I am struck by the fact that discussions about the perennially fraught relationship between business and IT always seems to omit all reference to the very different natures of business and IT. IT reality has always worked more or less at right-angles to business reality – an engineering discipline in the midst of business. The links between are generally limited to very high levels at which the relationship is mediated by very general language that does not really require either side to have any insight into the other (i.e., requirements), and at very low levels that actually have little influence over the relationship as a whole (i.e., day-to-day system users).
While this remains the case, there is no practical need for this relationship to get any better, and each side will continue to prioritise their owns engineering/business perspective over the other side’s concerns. And while IT technology always reverts to a strictly engineering mode of thought and the business side lacks a genuine ‘engineering’ element of its own, it is very unlikely that this impasse will be overcome. We can all agree that ‘something should be done’ and even agree what it is, but however important this is, it will never be urgent, and certainly not capable of being built into both sides’ day-to-day ‘common sense’.

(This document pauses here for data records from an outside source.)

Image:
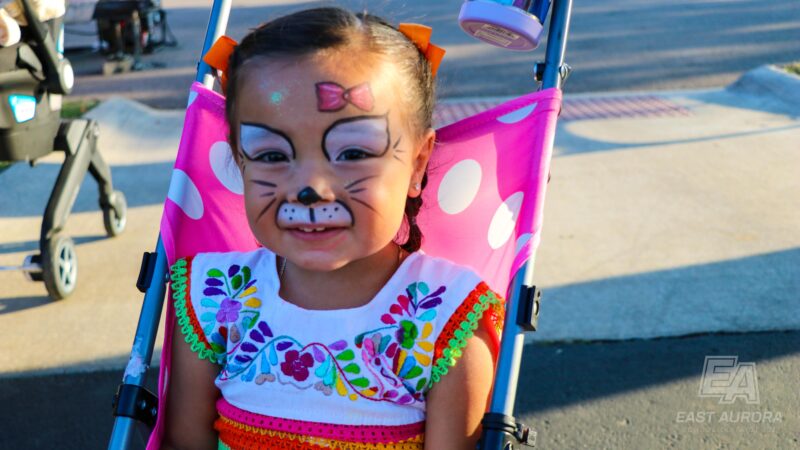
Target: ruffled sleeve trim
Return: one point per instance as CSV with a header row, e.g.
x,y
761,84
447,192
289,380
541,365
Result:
x,y
482,306
186,315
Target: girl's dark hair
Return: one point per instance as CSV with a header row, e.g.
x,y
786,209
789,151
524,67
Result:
x,y
309,31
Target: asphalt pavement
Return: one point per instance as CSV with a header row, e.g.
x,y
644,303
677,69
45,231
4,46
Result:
x,y
614,45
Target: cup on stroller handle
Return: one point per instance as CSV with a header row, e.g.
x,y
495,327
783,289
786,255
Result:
x,y
510,24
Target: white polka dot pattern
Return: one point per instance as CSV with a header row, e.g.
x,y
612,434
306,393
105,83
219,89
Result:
x,y
505,218
459,186
185,194
224,167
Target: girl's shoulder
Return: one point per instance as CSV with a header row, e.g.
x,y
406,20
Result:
x,y
211,292
447,302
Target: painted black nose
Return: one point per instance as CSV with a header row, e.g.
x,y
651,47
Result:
x,y
308,196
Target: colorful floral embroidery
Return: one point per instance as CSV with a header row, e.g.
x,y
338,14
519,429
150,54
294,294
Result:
x,y
395,362
383,364
185,314
461,327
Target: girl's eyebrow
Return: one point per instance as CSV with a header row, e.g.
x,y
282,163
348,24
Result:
x,y
370,127
252,130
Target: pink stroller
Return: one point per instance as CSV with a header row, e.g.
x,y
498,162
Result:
x,y
484,206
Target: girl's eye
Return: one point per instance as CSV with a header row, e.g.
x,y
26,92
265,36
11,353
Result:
x,y
353,154
272,157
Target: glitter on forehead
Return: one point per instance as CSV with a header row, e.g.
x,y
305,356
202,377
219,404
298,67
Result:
x,y
276,98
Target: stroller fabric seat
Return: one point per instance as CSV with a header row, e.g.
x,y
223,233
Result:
x,y
482,206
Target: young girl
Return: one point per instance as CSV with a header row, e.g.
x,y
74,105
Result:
x,y
339,332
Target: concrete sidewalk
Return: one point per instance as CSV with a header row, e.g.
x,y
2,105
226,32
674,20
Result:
x,y
668,214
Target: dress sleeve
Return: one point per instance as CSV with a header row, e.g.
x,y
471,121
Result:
x,y
207,343
481,308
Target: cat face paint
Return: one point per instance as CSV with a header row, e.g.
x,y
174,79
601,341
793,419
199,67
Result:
x,y
352,159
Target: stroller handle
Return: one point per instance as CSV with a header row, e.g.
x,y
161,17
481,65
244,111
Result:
x,y
60,77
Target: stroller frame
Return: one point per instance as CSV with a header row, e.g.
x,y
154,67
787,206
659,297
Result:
x,y
135,407
40,72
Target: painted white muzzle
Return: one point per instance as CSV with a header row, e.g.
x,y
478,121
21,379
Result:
x,y
321,215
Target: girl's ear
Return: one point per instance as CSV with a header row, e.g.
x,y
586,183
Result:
x,y
422,154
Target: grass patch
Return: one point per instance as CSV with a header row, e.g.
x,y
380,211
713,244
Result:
x,y
77,108
793,68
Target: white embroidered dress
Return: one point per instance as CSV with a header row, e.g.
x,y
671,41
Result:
x,y
347,378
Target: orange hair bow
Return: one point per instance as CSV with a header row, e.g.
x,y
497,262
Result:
x,y
421,36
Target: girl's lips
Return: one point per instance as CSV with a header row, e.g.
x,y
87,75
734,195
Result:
x,y
314,236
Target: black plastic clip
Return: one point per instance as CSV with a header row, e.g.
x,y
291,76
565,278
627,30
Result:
x,y
528,315
146,272
515,433
137,403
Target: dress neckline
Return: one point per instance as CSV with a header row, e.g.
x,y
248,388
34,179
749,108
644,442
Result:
x,y
390,286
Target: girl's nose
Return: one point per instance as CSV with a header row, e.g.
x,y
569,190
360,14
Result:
x,y
308,196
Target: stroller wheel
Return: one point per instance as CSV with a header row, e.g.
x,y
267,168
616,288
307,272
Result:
x,y
33,260
115,216
59,266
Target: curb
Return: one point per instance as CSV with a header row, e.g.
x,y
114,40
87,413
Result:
x,y
770,81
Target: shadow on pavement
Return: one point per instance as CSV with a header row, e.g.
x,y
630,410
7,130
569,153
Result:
x,y
10,305
561,375
74,411
745,294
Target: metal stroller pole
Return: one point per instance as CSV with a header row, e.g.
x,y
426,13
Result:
x,y
500,429
133,404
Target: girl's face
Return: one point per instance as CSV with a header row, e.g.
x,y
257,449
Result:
x,y
327,156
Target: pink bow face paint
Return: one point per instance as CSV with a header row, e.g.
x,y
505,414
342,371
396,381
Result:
x,y
332,97
324,186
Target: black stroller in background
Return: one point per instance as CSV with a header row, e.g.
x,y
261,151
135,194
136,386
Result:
x,y
34,77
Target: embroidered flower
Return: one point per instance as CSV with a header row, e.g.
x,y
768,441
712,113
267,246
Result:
x,y
407,334
228,311
296,365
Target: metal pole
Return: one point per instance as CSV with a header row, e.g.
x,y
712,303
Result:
x,y
508,364
557,44
143,343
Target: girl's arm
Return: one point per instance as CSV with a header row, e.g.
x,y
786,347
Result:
x,y
191,399
456,404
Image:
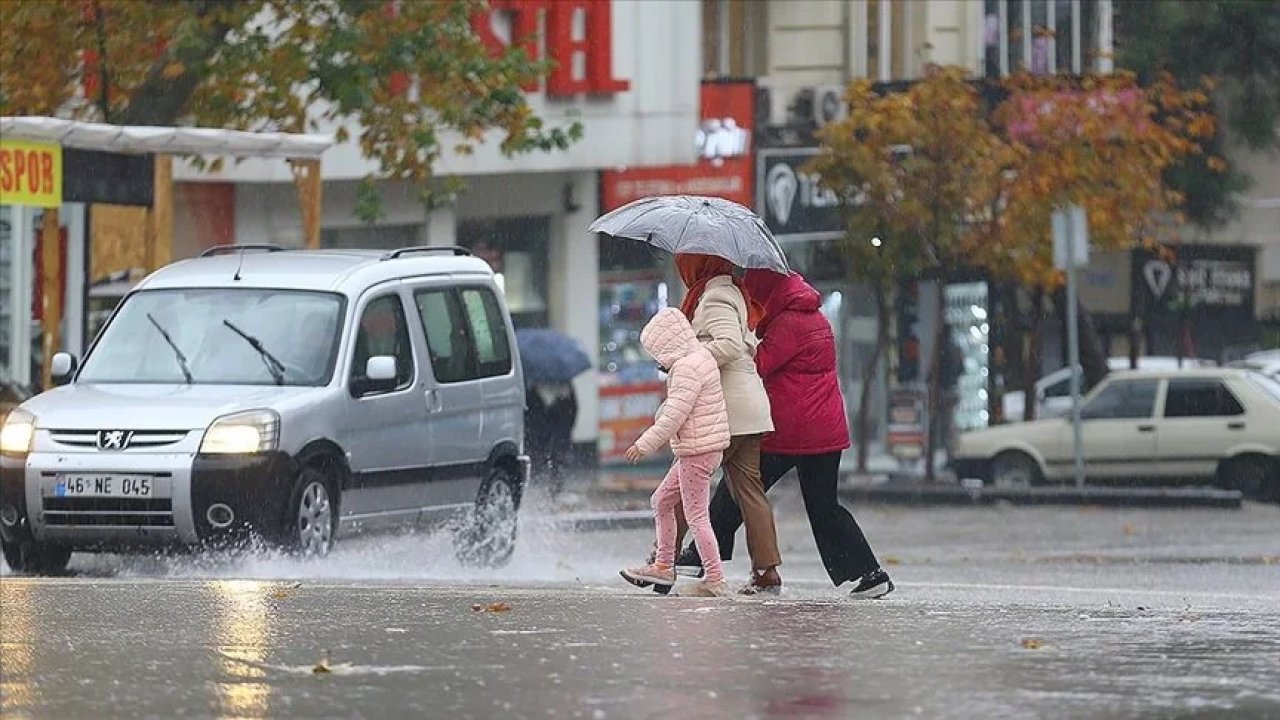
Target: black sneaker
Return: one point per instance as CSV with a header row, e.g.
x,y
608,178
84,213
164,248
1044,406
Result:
x,y
689,564
873,586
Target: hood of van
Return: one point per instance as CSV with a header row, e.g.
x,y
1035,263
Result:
x,y
83,406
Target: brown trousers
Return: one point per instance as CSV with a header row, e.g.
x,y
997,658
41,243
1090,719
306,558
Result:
x,y
741,468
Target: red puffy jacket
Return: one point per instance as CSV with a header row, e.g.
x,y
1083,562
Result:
x,y
796,359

However, my own impression is that there are developments in the pipeline that will overcome this. On the one hand, the emergence of service-oriented architectures in IT is forcing IT people to define what they do (even for themselves) in terms even the business can understand. On the other, the (rather slower) emergence of formal business process management is creating a kind of ‘business engineering’ that obliges businesses to thing of their own activity in quasi-technical terms that even an IT person can recognise. Between them, SOA and BPM are creating the language, the conceptual framework, and the technical toolkit business and IT need to create that ultimate goal, a unified business/IT worldview.
Not that this is either all that is wrong or likely to offer a complete solution. All the same, I doubt that there will be any solution until business and IT alike learn to think of themselves in such terms. This does not mean that IT people need to understand business or vice versa, but it does mean that they need to think of themselves in mutually compatible terms. Which is what, I think, a combination of SOA and BPM will achieve – without either side intending it.